Update to v2.0.0-alpha.1#944
xylar wants to merge 34 commits intoMPAS-Dev:mainfrom
xylar:switch-to-mache-deploy

Conversation

@xylar
Copy link
Copy Markdown
Collaborator

@xylar xylar commented Mar 21, 2026

This pull request updates to mache.deploy, which uses the ./deploy.py script instead of ./conda/configure-compass-env.py.

It switches to using pixi in the background for creating environments with conda packages.

Updates:

  • esmf v8.9.1
  • mache v3.6.1 -- brings in mache.deploy, mache.jigsaw and mache.parallel as well as module updates on many machines and several bug fixes
  • moab v5.6.0
  • albany tag compass-2026-03-21
  • trilinos tag compass-2026-02-06

Testing

Only testing MALI, as MPAS-Ocean is no longer being tested regularly on Compass.

MALI with full_integration:

Deployed

MALI with full_integration:

  • Chrysalis (@xylar)
    • gnu and openmpi
  • Perlmutter (@xylar)
    • gnu and mpich
    • gnugpu and mpich

@xylar xylar force-pushed the switch-to-mache-deploy branch from 9c93e54 to 0303b90 Compare March 21, 2026 13:14
@xylar xylar added documentation Improvements or additions to documentation enhancement New feature or request ci Changes affect Azure Pipelines CI MALI-Dev PR finished dependencies and deployment Changes relate to creating conda and Spack environments, and creating a load script framework dependencies Pull requests that update a dependency file labels Mar 21, 2026
@xylar xylar force-pushed the switch-to-mache-deploy branch from 0303b90 to ba7c900 Compare March 21, 2026 13:41
@xylar xylar force-pushed the switch-to-mache-deploy branch from 74bb269 to cec99ef Compare March 21, 2026 16:07
@xylar xylar force-pushed the switch-to-mache-deploy branch 2 times, most recently from fd971e0 to 7f43434 Compare March 31, 2026 17:58
@xylar
Copy link
Copy Markdown
Collaborator Author

xylar commented Mar 31, 2026

@matthewhoffman and @trhille, to test this for now, use:

./deploy.py --with-albany --deploy-spack --mache-fork xylar/mache --mache-branch update-to-3.3.0 ...

This branch is needed until I tag a 3.3.0rc2 for mache.

@matthewhoffman
Copy link
Copy Markdown
Member

@xylar , can you walk me through a few more details about the transition to deploy.py?

First off, is the mache branch in your previous comment out of date?

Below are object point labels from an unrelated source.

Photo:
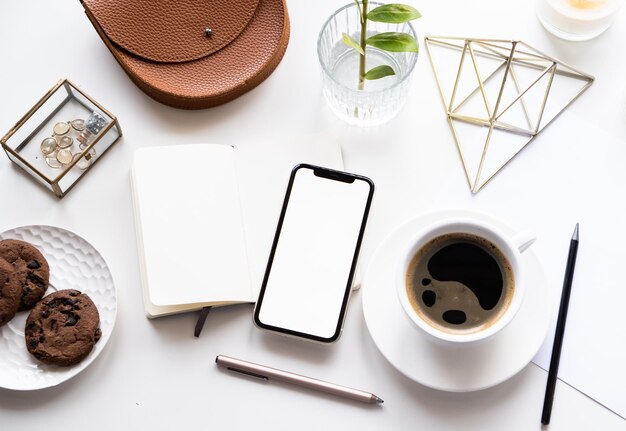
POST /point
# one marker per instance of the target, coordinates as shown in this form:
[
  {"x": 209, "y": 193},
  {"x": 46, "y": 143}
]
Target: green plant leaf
[
  {"x": 393, "y": 13},
  {"x": 394, "y": 42},
  {"x": 358, "y": 7},
  {"x": 347, "y": 40},
  {"x": 379, "y": 72}
]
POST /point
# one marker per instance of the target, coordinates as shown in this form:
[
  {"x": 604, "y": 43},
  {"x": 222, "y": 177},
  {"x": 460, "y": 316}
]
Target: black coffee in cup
[{"x": 460, "y": 283}]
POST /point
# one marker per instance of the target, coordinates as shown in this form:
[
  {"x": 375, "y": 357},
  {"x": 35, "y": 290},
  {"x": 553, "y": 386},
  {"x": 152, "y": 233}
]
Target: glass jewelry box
[{"x": 59, "y": 140}]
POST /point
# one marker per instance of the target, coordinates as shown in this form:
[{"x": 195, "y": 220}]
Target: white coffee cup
[{"x": 511, "y": 246}]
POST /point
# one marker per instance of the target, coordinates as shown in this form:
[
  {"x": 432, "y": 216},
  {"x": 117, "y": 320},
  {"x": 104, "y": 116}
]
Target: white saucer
[
  {"x": 74, "y": 264},
  {"x": 451, "y": 368}
]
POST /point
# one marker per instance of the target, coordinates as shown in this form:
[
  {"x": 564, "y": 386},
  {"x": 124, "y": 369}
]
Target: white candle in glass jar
[{"x": 577, "y": 19}]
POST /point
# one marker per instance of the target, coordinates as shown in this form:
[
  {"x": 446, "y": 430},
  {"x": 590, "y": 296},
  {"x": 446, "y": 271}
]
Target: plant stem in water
[{"x": 363, "y": 38}]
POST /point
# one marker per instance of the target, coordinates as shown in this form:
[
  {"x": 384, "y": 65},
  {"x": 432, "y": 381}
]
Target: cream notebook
[{"x": 189, "y": 220}]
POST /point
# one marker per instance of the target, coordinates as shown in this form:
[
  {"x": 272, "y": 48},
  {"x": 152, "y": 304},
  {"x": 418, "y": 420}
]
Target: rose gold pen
[{"x": 267, "y": 373}]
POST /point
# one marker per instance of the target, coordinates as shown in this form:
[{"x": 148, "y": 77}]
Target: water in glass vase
[{"x": 345, "y": 69}]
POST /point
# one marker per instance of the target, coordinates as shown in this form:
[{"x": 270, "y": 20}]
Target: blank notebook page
[{"x": 190, "y": 225}]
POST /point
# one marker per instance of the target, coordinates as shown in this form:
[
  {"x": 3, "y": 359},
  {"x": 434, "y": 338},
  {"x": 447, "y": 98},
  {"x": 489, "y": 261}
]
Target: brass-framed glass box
[{"x": 60, "y": 139}]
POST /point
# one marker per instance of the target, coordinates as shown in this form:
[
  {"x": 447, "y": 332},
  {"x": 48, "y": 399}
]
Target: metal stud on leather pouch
[{"x": 193, "y": 54}]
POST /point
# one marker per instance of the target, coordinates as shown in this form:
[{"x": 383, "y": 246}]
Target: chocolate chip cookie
[
  {"x": 63, "y": 328},
  {"x": 31, "y": 270},
  {"x": 10, "y": 292}
]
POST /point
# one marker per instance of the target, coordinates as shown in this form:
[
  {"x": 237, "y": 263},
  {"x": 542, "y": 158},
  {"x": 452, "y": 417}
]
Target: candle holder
[
  {"x": 498, "y": 96},
  {"x": 61, "y": 137},
  {"x": 577, "y": 20}
]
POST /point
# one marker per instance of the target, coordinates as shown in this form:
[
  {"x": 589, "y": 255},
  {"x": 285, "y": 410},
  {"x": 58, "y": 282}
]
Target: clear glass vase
[{"x": 381, "y": 99}]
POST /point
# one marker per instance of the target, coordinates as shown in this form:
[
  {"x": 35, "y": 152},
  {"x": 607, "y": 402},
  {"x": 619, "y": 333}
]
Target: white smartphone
[{"x": 311, "y": 266}]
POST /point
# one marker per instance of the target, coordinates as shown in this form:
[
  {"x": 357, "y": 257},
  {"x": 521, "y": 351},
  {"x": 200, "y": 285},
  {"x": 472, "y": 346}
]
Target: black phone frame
[{"x": 333, "y": 175}]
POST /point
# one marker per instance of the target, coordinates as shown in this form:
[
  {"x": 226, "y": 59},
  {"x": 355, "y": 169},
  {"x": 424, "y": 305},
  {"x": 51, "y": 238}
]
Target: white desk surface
[{"x": 155, "y": 374}]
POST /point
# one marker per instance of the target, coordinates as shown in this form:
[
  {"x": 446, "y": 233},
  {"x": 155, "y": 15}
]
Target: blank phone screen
[{"x": 309, "y": 275}]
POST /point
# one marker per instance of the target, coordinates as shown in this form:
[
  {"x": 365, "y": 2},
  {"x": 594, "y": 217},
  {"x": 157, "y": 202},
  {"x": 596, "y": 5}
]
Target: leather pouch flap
[{"x": 171, "y": 31}]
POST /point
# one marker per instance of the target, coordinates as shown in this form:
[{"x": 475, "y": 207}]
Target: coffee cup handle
[{"x": 523, "y": 240}]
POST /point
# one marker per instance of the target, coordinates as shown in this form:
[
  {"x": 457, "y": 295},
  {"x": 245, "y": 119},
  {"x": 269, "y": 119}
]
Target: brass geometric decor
[{"x": 498, "y": 95}]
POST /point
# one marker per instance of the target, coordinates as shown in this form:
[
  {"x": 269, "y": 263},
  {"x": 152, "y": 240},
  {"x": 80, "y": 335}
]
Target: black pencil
[{"x": 560, "y": 329}]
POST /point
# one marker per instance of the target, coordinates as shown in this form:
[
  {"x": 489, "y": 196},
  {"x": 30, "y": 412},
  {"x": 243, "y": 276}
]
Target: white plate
[
  {"x": 451, "y": 368},
  {"x": 74, "y": 264}
]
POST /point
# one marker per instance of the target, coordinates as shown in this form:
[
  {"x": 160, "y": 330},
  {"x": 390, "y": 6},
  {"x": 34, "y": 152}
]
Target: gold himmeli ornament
[{"x": 498, "y": 96}]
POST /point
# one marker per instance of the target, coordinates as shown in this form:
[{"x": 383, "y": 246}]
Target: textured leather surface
[
  {"x": 172, "y": 30},
  {"x": 216, "y": 78}
]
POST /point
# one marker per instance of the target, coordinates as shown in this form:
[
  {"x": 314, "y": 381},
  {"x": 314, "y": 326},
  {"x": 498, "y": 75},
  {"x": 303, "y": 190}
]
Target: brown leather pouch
[{"x": 193, "y": 54}]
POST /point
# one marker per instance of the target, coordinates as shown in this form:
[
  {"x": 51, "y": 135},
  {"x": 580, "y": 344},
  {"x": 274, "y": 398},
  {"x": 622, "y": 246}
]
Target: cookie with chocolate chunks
[
  {"x": 10, "y": 292},
  {"x": 31, "y": 270},
  {"x": 63, "y": 328}
]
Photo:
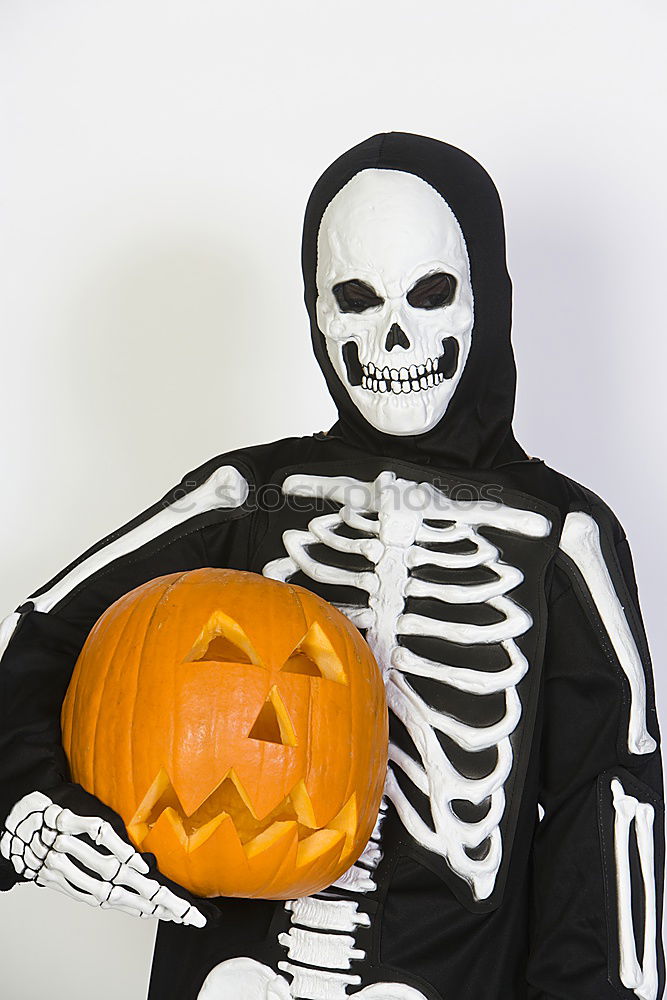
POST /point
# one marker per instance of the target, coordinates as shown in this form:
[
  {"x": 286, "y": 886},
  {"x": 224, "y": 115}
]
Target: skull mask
[{"x": 395, "y": 300}]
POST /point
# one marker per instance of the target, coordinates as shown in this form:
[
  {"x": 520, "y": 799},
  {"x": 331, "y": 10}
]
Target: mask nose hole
[{"x": 396, "y": 338}]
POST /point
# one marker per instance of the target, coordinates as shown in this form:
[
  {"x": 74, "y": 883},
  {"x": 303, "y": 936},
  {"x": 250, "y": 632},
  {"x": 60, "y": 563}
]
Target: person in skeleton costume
[{"x": 518, "y": 851}]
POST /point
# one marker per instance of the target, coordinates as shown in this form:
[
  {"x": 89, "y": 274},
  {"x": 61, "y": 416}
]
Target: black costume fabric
[{"x": 550, "y": 928}]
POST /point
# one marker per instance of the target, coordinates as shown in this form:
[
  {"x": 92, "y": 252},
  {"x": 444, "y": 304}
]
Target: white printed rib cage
[{"x": 395, "y": 528}]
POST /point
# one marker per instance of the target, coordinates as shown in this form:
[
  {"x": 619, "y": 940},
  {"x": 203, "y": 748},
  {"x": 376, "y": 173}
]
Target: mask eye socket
[
  {"x": 432, "y": 291},
  {"x": 356, "y": 296}
]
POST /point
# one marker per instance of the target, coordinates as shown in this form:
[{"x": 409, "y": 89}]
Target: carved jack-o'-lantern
[{"x": 239, "y": 727}]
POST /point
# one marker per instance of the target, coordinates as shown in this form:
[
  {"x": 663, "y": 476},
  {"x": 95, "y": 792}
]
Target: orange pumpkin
[{"x": 239, "y": 727}]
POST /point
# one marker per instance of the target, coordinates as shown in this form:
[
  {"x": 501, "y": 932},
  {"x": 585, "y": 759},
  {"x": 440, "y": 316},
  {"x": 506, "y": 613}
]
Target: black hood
[{"x": 476, "y": 430}]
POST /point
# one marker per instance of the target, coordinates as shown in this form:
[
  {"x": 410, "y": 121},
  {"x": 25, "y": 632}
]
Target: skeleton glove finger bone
[{"x": 45, "y": 843}]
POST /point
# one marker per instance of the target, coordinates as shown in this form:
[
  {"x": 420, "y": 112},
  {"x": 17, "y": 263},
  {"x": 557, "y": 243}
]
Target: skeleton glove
[{"x": 86, "y": 858}]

Mache branch update-to-3.3.0 doesn't exist on your mache fork. So I used fix-mache-deploy-with-mache-rc instead. I invoked it with:

./deploy.py --with-albany --deploy-spack --mache-fork xylar/mache --mache-branch fix-mache-deploy-with-mache-rc --compiler gnu --mpi mpich --machine pm-cpu

It ran great for awhile and seemed much faster than the old ./conda/configure-compass-env.py script. But after finishing the jigsaw build, it died with this error:

 Running:
   env -i bash -l /global/cfs/cdirs/fanssie/users/hoffman2/compass/v2.0.0-alpha.1/deploy_tmp/spack/build_compass_albany_gnu_mpich.bash

fatal: detected dubious ownership in repository at '/global/cfs/cdirs/e3sm/software/compass/pm-cpu/spack/dev_compass_2.0.0'
To add an exception for this directory, call:

	git config --global --add safe.directory /global/cfs/cdirs/e3sm/software/compass/pm-cpu/spack/dev_compass_2.0.0
Traceback (most recent call last):
  File "/global/cfs/cdirs/fanssie/users/hoffman2/compass/v2.0.0-alpha.1/deploy_tmp/bootstrap_pixi/.pixi/envs/default/bin/mache", line 6, in <module>
    sys.exit(main())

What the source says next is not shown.